RNA extraction and library preparation
For each time point (i.e. 1.5, 18 and 56 hpi) gill samples were dissected from WSSV-infected and control juveniles L. vannamei (n = 3 per time point) and RNA was extracted. RNA sequencing libraries were prepared with Illumina-compatible NEBNext® Ultra™ Directional RNA Library Prep Kit (New England BioLabs, MA, USA) following manufacturer protocol and Illumina multiplex barcode adapters were used. The final PCR product (sequencing library) was purified with HighPrep beads, followed by library quality control check. The Illumina-compatible sequencing library was initially quantified by Qubit fluorometer (Thermo Fisher Scientific, MA, USA) and its fragment size distribution was analyzed on Agilent 2200 TapeStation (Agilent Technologies, Waldbronn, Germany).

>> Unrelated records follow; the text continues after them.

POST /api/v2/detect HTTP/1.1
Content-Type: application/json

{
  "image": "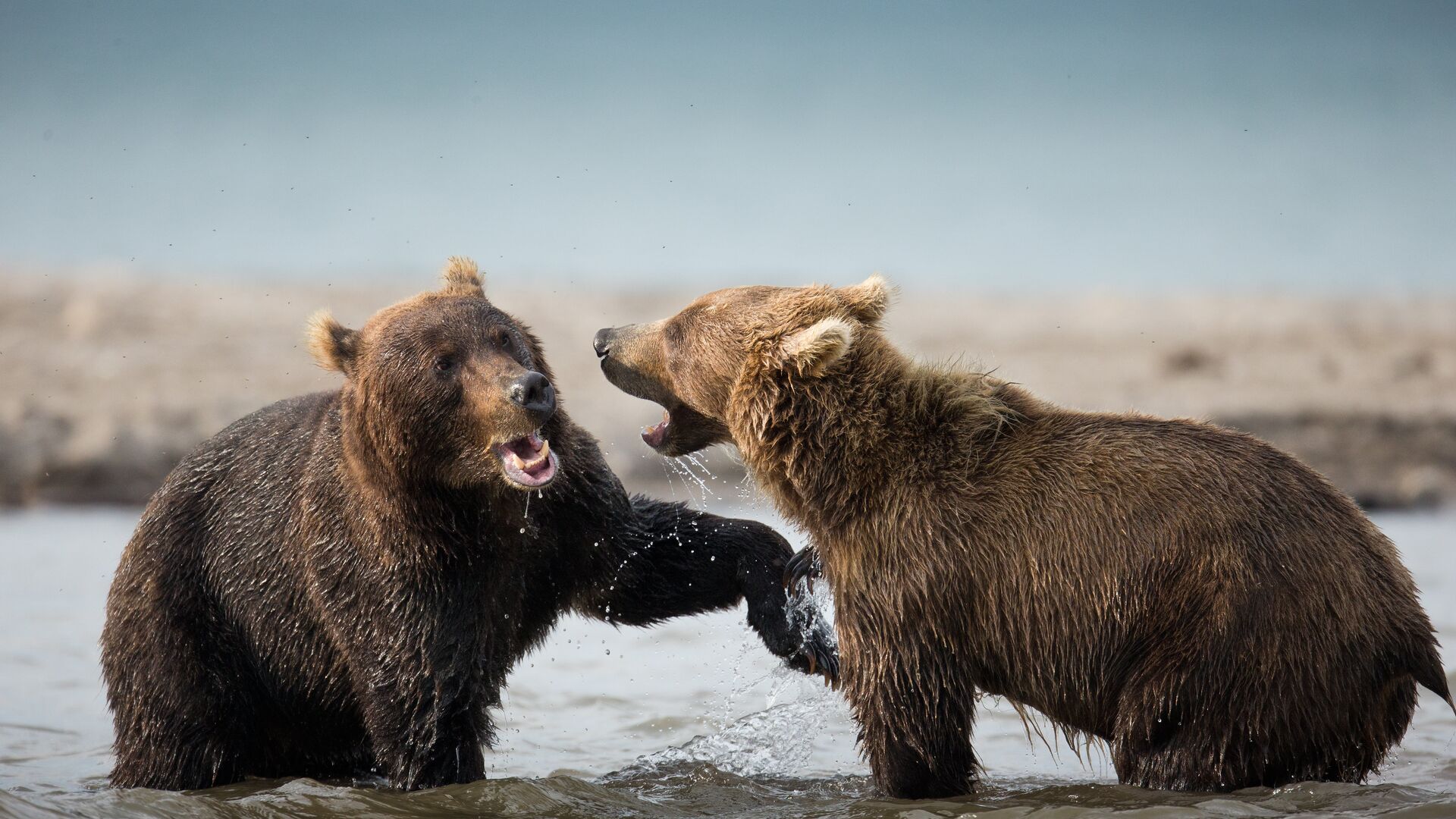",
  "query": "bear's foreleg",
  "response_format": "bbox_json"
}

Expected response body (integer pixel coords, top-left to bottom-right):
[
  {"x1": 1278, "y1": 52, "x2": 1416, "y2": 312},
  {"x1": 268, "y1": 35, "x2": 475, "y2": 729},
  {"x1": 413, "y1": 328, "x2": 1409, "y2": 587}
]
[
  {"x1": 846, "y1": 651, "x2": 980, "y2": 799},
  {"x1": 578, "y1": 497, "x2": 839, "y2": 682}
]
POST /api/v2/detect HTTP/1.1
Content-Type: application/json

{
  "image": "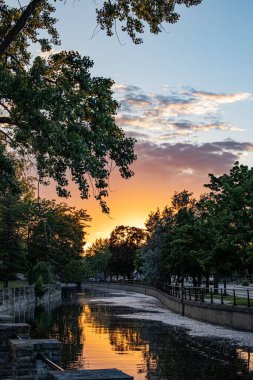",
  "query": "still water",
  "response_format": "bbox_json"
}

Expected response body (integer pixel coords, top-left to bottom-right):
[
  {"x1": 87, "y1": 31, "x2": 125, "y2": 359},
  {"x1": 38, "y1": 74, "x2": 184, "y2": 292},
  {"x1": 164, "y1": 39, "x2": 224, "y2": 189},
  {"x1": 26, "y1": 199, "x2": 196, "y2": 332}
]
[{"x1": 29, "y1": 290, "x2": 253, "y2": 380}]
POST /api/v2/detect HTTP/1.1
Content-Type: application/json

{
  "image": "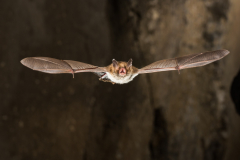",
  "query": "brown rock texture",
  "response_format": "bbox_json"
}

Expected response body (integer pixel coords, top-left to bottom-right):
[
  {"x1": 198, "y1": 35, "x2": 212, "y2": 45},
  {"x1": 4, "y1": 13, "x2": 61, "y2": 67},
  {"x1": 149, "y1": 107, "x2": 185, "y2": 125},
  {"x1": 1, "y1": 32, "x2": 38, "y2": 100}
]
[{"x1": 0, "y1": 0, "x2": 240, "y2": 160}]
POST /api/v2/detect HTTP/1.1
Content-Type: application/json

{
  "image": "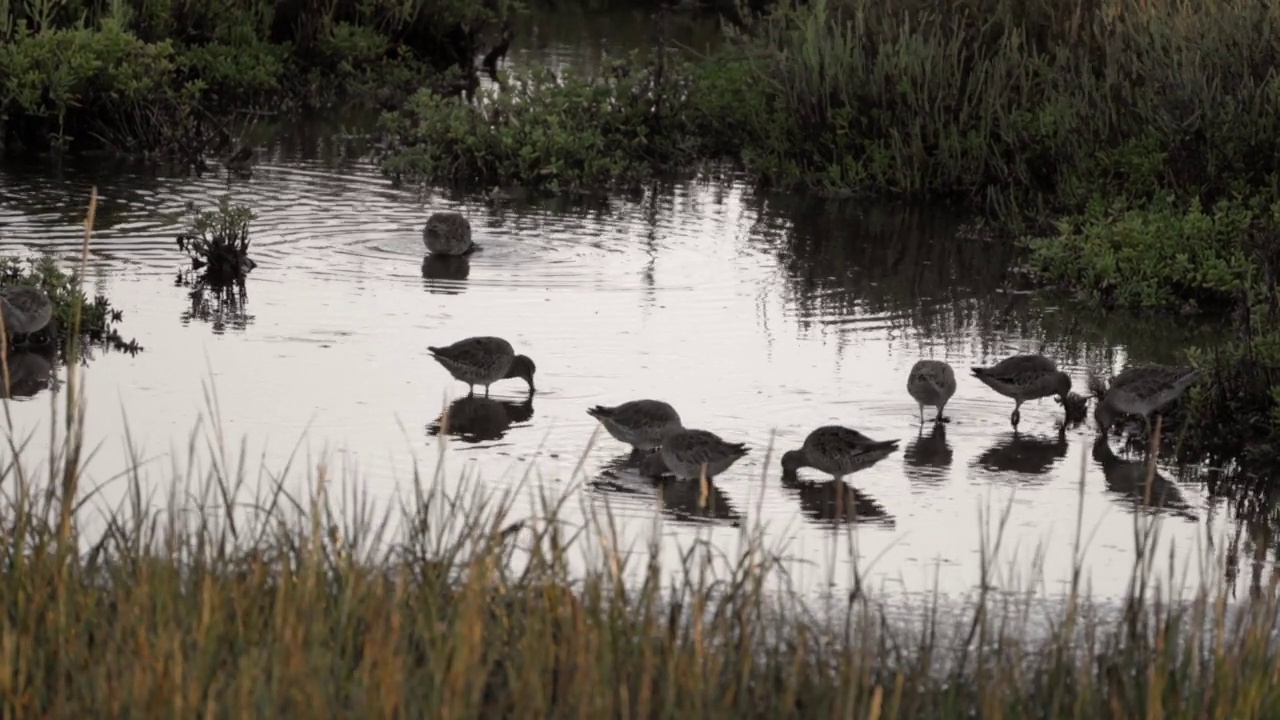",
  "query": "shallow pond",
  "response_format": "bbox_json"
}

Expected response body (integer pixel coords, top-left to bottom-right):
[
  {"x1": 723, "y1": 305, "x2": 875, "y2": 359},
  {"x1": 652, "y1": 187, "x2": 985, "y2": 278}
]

Transcriptome assembly, annotation and analysis
Raw reads from WSSV infected libraries (WSSV group, n = 9 total libraries) and control libraries (Ctrl group, n = 9 total libraries) were quality checked using FastQC/v0.11.3 (https://www.bioinformatics.babraham.ac.uk/projects/fastqc/) and low quality reads were removed using Trimmomatic62/v0.32 with default parameters. All 18 libraries were used for de novo transcriptome assembly using Trinity63/v2.4.0 with “—min_kmer_cov 2” and default parameters. Transcriptome redundancy was reduced using CD-HIT/v4.6.464 with default parameters and the quality of the assembly was assessed using BUSCO/v3.0.265 using the arthropoda_odb9 database. Reads were mapped to the transcriptome using Kallisto66/v0.43.1. The functions “betweenLaneNormalization” and “RUVs” from the R/v3.5.067 package RUVSeq68/v1.14.0 were used to normalize the dataset and remove unwanted variation. The count matrix and the transcriptome were then filtered to retain contigs with CPM > 5 in at least 2 libraries, therefore removing contigs with low coverage which may derive from mis-assembly or contamination and contribute to background noise69,70. After filtering, Principal Component Analysis was then performed in R using the package RUVSeq.
The filtered transcriptome was annotated against UniProt71, NCBI nr and Pfam72 databases with BlastX/v2.6.073 (e-value 1E-05 and default options) and InterPro Scan74/v5.29–68.0 (default options). Hits were imported in Blast2GO75/v5.2.5 and GO numbers were retrieved using “mapping” and “annotation” functions with default options.
Time course expression analysis
The count matrix and transcriptome were imported in Blast2GO where the Time Course (TC) Analysis34 was performed with default parameters. This tool applies a two-step regression analysis to identify genes with significant temporal expression changes and significant differences between experimental groups. Statistical significance was identified at p-value < 0.05 with an R2-cutoff > 0.7.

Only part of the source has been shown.